Reiteroase Hilly Billy

Wie in jedem Jahr sind wir, ein paar Unternehmungslustige, von der Freitagsgruppe der Ruschestr. zur Hilly & Billy Town Ranch(www.hilly-billy-town.de)  hinter Fürstenberg gefahren.

Das regnerische Wetter hörte hinter Berlin auf und wir hatten drei herrliche Sonnentage, die wir mit Reiten, Tanzen und individueller Freizeitgestaltung verbrachten.

 Ein besonderer Anziehungspunkt waren wieder die Pferde. Sie werden vom Personal für die Reitstunde gestriegelt und besattelt. Der Aufstieg auf das Pferd ist ohne Hilfe schwierig.
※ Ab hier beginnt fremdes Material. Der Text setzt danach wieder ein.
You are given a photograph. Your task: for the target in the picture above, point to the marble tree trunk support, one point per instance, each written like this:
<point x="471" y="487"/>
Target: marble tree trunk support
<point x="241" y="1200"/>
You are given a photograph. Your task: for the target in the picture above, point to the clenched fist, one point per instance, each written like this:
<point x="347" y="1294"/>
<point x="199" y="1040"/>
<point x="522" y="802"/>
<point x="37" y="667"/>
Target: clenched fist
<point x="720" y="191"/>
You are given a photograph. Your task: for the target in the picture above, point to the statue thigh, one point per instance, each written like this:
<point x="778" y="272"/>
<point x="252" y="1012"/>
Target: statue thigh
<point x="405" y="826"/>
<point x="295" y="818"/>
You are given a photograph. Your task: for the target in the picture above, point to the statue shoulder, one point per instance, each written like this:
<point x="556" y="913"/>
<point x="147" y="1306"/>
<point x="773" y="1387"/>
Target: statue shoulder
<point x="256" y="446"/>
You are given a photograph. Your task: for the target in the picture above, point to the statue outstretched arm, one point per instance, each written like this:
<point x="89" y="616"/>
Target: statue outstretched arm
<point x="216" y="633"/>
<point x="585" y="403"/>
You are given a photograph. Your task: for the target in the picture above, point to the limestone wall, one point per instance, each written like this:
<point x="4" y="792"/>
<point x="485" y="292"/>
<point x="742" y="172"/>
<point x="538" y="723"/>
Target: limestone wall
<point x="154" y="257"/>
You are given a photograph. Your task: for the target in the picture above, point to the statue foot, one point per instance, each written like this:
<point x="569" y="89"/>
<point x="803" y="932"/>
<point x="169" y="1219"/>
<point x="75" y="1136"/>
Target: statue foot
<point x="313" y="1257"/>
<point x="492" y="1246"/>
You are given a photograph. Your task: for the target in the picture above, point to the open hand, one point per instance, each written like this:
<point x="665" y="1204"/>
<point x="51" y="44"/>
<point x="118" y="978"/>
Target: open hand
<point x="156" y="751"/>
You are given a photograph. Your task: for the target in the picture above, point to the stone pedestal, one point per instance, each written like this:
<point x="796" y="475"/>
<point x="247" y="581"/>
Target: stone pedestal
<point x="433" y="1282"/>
Sitzen wir alle auf unseren Pferden, erhalten wir noch Informationen über Körperhaltung, wie die Zügel zu halten sind und wie das Pferd gelenkt wird. Jeder merkt sich den Namen vom Pferd. Es wird die Reihenfolge festgelegt und auch eingehalten. Es klappt alles wunderbar.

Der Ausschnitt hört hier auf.